R.D. Laing in his book "The Divided Self: An Existential Study in Sanity and Madness"
considers psychopathology not through narrow definitions that stigmatize and label a person but through an approach that reconsiders DSM through a humanistic and social perspective.
“A little girl of seventeen in a mental hospital told me she was terrified because the Atom Bomb was inside her. That is a delusion. The statesmen of the world who boast and threaten that they have Doomsday weapons are far more dangerous, and far more estranged from 'reality' than many of the people on whom the label 'psychotic' is fixed.”
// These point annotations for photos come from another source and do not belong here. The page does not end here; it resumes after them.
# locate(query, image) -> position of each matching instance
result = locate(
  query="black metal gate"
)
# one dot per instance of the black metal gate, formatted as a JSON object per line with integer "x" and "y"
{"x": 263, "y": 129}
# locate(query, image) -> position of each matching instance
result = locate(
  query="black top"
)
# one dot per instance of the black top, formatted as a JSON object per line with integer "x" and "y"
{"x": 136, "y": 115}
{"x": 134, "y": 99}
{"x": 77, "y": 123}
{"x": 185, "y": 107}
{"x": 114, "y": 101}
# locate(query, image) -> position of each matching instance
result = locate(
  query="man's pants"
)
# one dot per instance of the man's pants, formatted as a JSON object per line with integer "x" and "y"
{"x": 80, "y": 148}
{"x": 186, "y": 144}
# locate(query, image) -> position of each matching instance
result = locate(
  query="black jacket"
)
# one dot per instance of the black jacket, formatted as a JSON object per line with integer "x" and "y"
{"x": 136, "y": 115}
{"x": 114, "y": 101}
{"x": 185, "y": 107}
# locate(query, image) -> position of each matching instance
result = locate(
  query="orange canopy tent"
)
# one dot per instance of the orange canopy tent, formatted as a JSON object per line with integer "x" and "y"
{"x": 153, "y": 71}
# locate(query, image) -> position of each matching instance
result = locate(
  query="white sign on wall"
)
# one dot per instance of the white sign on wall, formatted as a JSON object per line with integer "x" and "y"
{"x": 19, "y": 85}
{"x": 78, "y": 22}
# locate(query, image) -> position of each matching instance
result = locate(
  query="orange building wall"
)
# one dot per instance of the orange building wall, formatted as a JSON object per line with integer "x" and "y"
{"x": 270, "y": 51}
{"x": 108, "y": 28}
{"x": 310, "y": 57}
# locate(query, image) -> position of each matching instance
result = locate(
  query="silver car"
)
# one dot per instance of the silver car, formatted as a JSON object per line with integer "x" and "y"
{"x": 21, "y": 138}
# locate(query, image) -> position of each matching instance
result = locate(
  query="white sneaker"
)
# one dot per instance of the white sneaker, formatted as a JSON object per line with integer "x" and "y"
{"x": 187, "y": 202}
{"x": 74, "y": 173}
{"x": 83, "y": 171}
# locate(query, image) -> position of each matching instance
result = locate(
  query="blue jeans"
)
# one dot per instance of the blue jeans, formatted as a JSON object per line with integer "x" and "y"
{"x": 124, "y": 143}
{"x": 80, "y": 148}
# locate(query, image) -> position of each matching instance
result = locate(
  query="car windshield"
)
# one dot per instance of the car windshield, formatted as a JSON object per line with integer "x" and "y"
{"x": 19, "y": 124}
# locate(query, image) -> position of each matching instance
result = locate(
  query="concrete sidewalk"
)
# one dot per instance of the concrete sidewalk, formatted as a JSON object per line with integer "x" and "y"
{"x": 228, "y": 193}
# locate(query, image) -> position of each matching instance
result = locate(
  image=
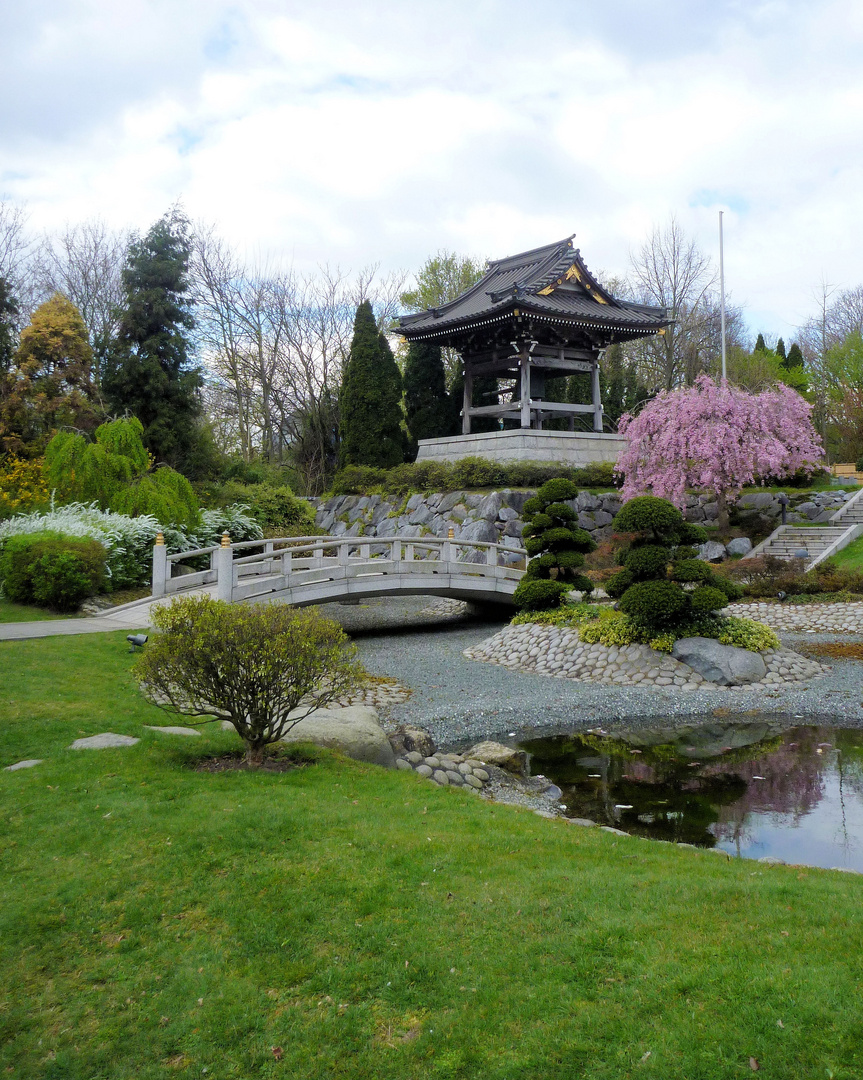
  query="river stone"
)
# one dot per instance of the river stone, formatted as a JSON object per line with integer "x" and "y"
{"x": 506, "y": 757}
{"x": 354, "y": 730}
{"x": 104, "y": 741}
{"x": 723, "y": 664}
{"x": 740, "y": 545}
{"x": 173, "y": 731}
{"x": 407, "y": 740}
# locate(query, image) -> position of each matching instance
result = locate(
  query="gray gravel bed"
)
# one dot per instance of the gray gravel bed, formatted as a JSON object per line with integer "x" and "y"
{"x": 462, "y": 701}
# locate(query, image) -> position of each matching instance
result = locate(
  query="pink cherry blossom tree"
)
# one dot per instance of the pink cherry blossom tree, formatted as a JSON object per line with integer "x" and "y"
{"x": 716, "y": 439}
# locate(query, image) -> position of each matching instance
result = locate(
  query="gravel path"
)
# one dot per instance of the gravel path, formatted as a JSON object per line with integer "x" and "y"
{"x": 462, "y": 701}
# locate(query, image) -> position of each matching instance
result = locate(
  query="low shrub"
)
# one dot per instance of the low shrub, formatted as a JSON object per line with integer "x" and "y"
{"x": 534, "y": 594}
{"x": 467, "y": 473}
{"x": 655, "y": 604}
{"x": 52, "y": 570}
{"x": 617, "y": 630}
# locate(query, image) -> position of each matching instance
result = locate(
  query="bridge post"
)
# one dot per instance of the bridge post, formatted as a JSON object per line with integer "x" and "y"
{"x": 159, "y": 566}
{"x": 225, "y": 569}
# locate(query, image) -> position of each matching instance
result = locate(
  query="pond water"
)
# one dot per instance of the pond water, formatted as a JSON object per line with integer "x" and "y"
{"x": 751, "y": 787}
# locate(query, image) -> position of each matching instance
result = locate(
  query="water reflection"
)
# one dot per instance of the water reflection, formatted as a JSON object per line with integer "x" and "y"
{"x": 751, "y": 787}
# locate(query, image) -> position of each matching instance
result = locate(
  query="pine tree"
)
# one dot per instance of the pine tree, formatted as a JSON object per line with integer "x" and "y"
{"x": 148, "y": 373}
{"x": 428, "y": 407}
{"x": 794, "y": 359}
{"x": 9, "y": 312}
{"x": 369, "y": 400}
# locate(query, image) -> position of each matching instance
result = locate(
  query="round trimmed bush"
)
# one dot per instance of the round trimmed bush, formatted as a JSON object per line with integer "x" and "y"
{"x": 539, "y": 595}
{"x": 645, "y": 513}
{"x": 708, "y": 598}
{"x": 691, "y": 569}
{"x": 655, "y": 603}
{"x": 647, "y": 562}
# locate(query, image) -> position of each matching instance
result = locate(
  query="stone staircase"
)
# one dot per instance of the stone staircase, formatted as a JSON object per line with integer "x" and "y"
{"x": 818, "y": 541}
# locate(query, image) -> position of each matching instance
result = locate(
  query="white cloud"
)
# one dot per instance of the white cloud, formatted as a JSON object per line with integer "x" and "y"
{"x": 356, "y": 134}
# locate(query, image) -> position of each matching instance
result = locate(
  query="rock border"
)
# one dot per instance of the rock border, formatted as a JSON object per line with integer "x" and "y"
{"x": 556, "y": 651}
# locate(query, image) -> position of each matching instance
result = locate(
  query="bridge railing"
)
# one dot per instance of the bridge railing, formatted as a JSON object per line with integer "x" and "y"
{"x": 285, "y": 563}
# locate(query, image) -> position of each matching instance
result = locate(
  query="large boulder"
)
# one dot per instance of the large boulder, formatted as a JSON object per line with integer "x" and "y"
{"x": 354, "y": 730}
{"x": 504, "y": 757}
{"x": 740, "y": 545}
{"x": 712, "y": 551}
{"x": 723, "y": 664}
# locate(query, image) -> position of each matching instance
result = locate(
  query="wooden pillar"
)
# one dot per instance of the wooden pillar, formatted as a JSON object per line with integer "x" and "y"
{"x": 466, "y": 412}
{"x": 596, "y": 396}
{"x": 524, "y": 365}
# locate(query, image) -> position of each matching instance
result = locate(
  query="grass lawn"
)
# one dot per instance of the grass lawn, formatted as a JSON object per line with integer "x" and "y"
{"x": 340, "y": 920}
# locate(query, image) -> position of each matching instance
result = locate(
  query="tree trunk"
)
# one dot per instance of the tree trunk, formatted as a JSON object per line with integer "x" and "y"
{"x": 722, "y": 508}
{"x": 254, "y": 756}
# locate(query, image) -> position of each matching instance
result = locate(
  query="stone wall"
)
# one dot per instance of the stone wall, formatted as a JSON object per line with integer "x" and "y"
{"x": 496, "y": 517}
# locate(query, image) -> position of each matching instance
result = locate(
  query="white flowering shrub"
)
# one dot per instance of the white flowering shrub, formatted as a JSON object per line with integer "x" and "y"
{"x": 129, "y": 541}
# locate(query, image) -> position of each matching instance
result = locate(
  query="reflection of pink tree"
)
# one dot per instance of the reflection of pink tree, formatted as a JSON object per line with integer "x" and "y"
{"x": 793, "y": 783}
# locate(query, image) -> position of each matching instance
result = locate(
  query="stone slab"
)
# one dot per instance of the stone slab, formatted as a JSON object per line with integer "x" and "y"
{"x": 105, "y": 741}
{"x": 173, "y": 731}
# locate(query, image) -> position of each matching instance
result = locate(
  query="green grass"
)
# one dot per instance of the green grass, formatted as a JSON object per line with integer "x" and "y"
{"x": 157, "y": 921}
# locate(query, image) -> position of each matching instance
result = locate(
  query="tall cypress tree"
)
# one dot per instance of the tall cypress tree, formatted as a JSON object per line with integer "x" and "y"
{"x": 428, "y": 407}
{"x": 148, "y": 372}
{"x": 371, "y": 399}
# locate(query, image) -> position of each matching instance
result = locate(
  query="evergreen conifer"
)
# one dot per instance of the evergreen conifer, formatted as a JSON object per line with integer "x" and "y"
{"x": 369, "y": 400}
{"x": 794, "y": 359}
{"x": 148, "y": 372}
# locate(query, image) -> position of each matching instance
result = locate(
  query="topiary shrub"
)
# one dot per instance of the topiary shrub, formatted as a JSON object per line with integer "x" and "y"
{"x": 556, "y": 545}
{"x": 52, "y": 570}
{"x": 535, "y": 594}
{"x": 655, "y": 604}
{"x": 658, "y": 571}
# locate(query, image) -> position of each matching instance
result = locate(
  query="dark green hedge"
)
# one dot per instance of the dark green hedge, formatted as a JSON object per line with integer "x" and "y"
{"x": 467, "y": 473}
{"x": 52, "y": 570}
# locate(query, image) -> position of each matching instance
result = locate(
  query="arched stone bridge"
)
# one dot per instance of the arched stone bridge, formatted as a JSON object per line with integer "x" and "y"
{"x": 302, "y": 570}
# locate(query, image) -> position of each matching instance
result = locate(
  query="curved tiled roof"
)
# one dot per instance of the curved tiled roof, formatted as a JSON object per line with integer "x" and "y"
{"x": 571, "y": 295}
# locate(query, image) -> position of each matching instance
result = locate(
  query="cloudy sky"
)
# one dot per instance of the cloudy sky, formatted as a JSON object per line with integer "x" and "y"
{"x": 382, "y": 131}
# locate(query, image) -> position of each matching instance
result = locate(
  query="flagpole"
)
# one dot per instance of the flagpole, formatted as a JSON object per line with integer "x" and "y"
{"x": 722, "y": 293}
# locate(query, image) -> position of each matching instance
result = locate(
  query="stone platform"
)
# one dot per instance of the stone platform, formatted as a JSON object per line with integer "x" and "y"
{"x": 568, "y": 447}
“This last possibility [of developing psychosis] is always present if the individual begins to identify himself too exclusively with that part of him which feels unembodied.”
R.D. Laing
In the Colors of the Sunrise, the reader explores psychopathology as a functional, and dysfunctional knowledge, related to the DSM. That way learns to think responsibly and hold the potential to reason. Psychiatric diagnosis and the Diagnostic Statistic Manual (DSM) often have two faces. When we use them to fight against madness and discover psychopathology they are essential. When they are considered without a person-centered and humanistic approach, they may result in wrong conclusions about the existence of a mental disorder.
This is often disregarded as an opportunity to get healed; a person through developing their reason and acquiring mindfulness that mental illness is something that they can control, they benefit from counseling, without losing their identity.